SerpentiForm: Serpenti através da arte, joalheria e design

Uma nova exposição sobre as mais diversas formas que a Serpenti tomou no mundo das artes, joalheria e design é inaugurada pela Bulgari na Marina Bay Sands

No dia 19 de Agosto foi aberta ao público a exposição SerpentiForm  no ArtScience Museum, em Marina Bay Sands, projetada e montada pela Bulgari. A exposição tem curadoria de Lucia Boscaini, Bulgari Brand and Heritage Curator, e do departamento de Patrimônio da Maison.

Sedutoramente hipnotizante, ela renasce e se transforma, a serpente é um símbolo que vem se entrelaçando por séculos com a história da humanidade, capturando a imaginação de leste a oeste, em todos os cantos do planeta. Desde sempre, a habilidade dessa criatura de se renovar trocando a sua pele para permanecer em contato com a terra e, ao mesmo tempo, se elevar acima dela, se enrolando sinuosamente, alimentou mitos e lendas inspirando artistas em muitos campos. Dotadas de sabedoria e qualidades mágicas, as cobras eram vistas como guardiões, emissários e muitas vezes como deuses, bem como temidas e respeitadas pelo potencial de serem perigosas e destrutivas.

Durante os anos 1940, a Bulgari capturou o poder expressivo desse símbolo, reinterpretando pela primeira vez em uma joia com um bracelete relógio que ao longo das décadas se estabeleceu como verdadeiro ícone de sua ousada criatividade.

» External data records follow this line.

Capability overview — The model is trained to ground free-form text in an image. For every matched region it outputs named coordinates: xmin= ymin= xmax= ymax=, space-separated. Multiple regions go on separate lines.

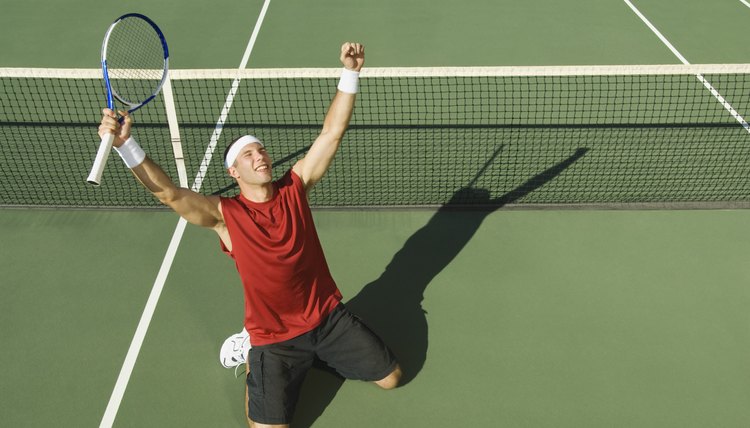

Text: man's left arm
xmin=292 ymin=42 xmax=365 ymax=192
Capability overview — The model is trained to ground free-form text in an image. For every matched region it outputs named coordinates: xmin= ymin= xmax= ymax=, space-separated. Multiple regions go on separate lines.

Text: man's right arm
xmin=99 ymin=109 xmax=228 ymax=232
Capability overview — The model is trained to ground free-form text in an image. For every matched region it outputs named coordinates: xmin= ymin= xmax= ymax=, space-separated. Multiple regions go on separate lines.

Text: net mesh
xmin=0 ymin=65 xmax=750 ymax=207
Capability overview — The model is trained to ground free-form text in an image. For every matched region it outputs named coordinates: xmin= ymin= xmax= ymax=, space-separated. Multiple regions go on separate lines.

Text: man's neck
xmin=240 ymin=183 xmax=273 ymax=202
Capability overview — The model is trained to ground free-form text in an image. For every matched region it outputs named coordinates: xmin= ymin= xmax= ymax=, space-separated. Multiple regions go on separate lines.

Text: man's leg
xmin=245 ymin=378 xmax=289 ymax=428
xmin=375 ymin=364 xmax=403 ymax=390
xmin=316 ymin=305 xmax=401 ymax=389
xmin=245 ymin=344 xmax=314 ymax=428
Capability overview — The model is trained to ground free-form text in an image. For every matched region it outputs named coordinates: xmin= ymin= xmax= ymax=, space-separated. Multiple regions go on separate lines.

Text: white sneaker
xmin=219 ymin=328 xmax=250 ymax=369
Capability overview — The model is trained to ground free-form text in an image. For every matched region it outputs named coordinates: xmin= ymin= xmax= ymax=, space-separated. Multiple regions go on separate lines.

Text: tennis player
xmin=99 ymin=43 xmax=401 ymax=427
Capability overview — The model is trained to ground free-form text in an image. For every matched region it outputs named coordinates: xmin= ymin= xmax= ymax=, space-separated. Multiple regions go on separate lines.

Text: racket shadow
xmin=293 ymin=147 xmax=588 ymax=427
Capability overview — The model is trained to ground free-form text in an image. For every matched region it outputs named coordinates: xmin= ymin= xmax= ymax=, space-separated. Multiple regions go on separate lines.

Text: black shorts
xmin=247 ymin=304 xmax=396 ymax=424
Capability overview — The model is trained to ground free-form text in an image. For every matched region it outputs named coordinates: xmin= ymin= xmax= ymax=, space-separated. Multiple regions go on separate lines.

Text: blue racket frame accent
xmin=101 ymin=13 xmax=169 ymax=115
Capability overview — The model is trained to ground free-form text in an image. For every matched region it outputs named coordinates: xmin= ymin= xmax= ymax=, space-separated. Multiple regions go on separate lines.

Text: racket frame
xmin=86 ymin=13 xmax=169 ymax=186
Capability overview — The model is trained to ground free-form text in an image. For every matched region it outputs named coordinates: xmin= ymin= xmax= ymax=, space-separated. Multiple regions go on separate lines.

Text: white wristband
xmin=338 ymin=68 xmax=359 ymax=94
xmin=115 ymin=137 xmax=146 ymax=169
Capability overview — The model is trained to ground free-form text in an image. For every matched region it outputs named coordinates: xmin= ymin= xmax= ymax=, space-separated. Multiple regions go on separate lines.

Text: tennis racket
xmin=86 ymin=13 xmax=169 ymax=186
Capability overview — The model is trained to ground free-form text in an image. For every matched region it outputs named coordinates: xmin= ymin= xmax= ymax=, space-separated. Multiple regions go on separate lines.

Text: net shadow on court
xmin=293 ymin=146 xmax=589 ymax=427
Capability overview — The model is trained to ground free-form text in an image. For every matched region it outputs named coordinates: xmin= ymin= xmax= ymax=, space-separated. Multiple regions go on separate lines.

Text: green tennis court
xmin=0 ymin=0 xmax=750 ymax=427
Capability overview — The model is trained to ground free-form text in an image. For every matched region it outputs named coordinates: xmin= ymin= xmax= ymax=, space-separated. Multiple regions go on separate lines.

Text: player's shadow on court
xmin=292 ymin=148 xmax=588 ymax=428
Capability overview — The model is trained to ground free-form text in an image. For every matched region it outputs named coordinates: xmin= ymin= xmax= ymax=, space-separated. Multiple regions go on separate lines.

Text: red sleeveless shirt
xmin=221 ymin=170 xmax=341 ymax=346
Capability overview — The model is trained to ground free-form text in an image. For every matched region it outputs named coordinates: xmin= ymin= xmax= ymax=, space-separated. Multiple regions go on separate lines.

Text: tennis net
xmin=0 ymin=64 xmax=750 ymax=207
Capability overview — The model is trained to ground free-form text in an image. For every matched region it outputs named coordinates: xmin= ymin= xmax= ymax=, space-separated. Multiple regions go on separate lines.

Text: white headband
xmin=224 ymin=135 xmax=265 ymax=169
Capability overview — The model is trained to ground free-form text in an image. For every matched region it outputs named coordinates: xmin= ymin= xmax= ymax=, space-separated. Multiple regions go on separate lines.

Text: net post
xmin=162 ymin=76 xmax=188 ymax=188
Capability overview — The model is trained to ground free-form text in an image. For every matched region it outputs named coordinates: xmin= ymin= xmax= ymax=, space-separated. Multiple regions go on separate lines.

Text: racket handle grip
xmin=86 ymin=134 xmax=115 ymax=186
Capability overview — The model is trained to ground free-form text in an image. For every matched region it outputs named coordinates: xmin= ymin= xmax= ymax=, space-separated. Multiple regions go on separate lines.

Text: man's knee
xmin=375 ymin=364 xmax=402 ymax=390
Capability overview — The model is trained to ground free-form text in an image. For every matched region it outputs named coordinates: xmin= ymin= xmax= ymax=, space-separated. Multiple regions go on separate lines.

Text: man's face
xmin=229 ymin=143 xmax=272 ymax=184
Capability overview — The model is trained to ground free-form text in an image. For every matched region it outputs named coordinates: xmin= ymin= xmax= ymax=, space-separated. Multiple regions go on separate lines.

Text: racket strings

Em tributo ao tema que contribuiu para aumentar a fama internacional da Maison, a Bulgari oferece um itinerário eclético e sugestivo que se desenrola da antiguidade até os dias de hoje, narrando como a cobra também inspirou importantes nomes na arte moderna e contemporânea, design, moda, decoração e fotografia.

Antiguidades preciosas do Oriente ao Ocidente examinam o significado simbólico da cobra em vários mitos e lendas: a estátua do jovem Hércules estrangulando as cobras, do século II dC, e as joias apotropaicas da Roma antiga, século IV aC, transmitirão os significados ambivalentes do animal: ameaça e proteção. Da mesma forma, um Buda protegido por uma cobra Naga do início do século XII e estátuas chinesas de guardiões – as divindades que protegem os túmulos de cobras que datam do século II ao século VI, expressarão a sensação de atração e o medo que as cobras sempre causam.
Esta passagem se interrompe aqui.